The market’s dichotomous performance in 2016 best illustrates the value of active investing, which allows for dynamic reallocation to avoid major drawdowns and increase participation during upswings. And in light of the Bank of Japan’s active purchasing of exchange-traded funds (ETF) – the central bank nearly doubled its ETF-buying commitment in August from JPY3.3 trillion (US$29 billion) to nearly JPY6 trillion (US$50 billion) per year – active management is all the more critical to ensure that portfolio valuations are not being inflated by stimulus.

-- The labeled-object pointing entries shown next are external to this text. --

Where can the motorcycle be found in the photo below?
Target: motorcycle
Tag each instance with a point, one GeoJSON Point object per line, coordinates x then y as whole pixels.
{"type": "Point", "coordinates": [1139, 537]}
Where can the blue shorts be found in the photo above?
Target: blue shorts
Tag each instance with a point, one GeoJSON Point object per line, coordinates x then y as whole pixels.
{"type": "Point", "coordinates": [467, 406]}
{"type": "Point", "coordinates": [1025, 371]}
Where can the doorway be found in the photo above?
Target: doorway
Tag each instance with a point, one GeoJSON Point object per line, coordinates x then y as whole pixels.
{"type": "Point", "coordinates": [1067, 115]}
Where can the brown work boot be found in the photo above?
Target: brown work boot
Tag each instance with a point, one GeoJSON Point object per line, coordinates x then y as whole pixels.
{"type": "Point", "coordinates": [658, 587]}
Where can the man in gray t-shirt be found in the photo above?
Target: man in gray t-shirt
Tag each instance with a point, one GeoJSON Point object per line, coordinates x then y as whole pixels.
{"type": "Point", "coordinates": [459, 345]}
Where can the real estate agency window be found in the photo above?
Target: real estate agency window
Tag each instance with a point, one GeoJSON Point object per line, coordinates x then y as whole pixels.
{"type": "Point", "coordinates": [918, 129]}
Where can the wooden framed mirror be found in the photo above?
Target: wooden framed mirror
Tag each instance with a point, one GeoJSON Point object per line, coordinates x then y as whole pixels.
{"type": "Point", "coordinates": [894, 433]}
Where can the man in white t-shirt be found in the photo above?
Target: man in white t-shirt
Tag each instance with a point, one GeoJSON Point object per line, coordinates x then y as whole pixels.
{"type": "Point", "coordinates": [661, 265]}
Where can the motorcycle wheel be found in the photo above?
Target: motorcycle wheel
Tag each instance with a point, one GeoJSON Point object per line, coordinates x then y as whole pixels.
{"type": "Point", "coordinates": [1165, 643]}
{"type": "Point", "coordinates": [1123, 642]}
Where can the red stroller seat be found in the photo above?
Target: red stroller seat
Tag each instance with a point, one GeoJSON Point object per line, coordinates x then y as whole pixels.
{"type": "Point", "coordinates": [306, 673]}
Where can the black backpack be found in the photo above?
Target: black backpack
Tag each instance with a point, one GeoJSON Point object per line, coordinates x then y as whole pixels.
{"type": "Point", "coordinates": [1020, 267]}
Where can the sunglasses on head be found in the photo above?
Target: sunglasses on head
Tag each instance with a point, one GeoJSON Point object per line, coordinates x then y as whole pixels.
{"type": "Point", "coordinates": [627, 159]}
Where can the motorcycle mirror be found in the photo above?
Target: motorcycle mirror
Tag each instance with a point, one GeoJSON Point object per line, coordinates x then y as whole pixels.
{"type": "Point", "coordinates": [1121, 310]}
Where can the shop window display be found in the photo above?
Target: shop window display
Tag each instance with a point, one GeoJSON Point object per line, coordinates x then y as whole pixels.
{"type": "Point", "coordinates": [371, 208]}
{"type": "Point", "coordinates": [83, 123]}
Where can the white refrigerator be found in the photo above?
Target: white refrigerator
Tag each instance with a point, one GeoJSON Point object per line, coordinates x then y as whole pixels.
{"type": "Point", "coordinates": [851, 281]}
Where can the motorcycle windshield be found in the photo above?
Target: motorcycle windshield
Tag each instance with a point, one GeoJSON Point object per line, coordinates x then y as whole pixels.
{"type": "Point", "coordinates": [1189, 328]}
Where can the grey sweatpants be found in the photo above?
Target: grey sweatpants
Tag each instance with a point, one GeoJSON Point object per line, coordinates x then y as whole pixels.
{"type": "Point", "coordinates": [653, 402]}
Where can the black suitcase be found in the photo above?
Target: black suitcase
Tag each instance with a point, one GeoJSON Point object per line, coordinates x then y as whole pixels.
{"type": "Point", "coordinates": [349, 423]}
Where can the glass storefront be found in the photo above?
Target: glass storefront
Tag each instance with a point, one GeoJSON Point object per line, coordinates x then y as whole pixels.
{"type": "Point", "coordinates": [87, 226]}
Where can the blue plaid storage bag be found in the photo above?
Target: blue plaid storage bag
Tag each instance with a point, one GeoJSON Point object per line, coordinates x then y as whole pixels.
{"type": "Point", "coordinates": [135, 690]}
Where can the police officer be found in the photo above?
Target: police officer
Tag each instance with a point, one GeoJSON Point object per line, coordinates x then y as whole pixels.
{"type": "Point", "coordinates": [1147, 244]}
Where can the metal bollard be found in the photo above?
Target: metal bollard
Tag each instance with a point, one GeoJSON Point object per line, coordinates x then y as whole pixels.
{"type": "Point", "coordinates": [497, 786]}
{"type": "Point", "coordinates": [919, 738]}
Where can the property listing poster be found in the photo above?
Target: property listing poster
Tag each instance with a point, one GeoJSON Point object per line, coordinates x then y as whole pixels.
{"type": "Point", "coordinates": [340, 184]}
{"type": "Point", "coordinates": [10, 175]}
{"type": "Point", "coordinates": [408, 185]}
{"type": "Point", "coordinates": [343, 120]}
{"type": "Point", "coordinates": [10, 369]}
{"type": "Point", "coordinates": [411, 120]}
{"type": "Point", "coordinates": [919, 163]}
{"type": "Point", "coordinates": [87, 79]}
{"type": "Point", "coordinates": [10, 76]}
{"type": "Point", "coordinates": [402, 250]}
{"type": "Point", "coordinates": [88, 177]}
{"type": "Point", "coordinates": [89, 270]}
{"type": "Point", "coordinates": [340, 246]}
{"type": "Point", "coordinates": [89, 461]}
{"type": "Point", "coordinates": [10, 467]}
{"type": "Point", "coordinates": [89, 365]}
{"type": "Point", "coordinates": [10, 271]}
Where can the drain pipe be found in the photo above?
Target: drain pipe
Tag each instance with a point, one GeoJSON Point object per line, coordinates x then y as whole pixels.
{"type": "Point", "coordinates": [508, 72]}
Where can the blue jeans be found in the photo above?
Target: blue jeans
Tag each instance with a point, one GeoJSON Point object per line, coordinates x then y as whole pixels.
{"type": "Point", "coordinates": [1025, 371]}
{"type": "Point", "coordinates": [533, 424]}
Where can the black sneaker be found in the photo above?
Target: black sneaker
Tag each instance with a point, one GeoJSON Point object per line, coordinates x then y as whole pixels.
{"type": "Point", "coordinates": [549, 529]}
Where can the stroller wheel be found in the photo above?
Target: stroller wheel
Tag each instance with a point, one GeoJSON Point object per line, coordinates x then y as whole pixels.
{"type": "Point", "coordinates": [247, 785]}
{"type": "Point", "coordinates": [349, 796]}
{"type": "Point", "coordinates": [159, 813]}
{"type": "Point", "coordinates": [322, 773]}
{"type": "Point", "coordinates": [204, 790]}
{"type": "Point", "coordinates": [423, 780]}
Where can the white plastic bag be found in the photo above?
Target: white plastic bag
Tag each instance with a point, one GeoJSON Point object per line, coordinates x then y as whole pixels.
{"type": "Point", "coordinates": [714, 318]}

Such a backdrop bodes well for Eastspring and its bottom-up approach anchored around valuations to take advantage of market mispricing. The firm’s Japanese equity capability is underpinned by a deliberately compact team, designed for optimisation and boasting an average 19 years of investment experience. Investment capabilities aside, Eastspring’s focus on delivering client-oriented solutions spans value-added services such as product training and panel discussions with investment experts.
Eastspring Investments’ accomplishments have not gone unnoticed by Asia’s private banking gatekeepers, who have selected the firm as this year’s Best Fund Provider – Japan Equity.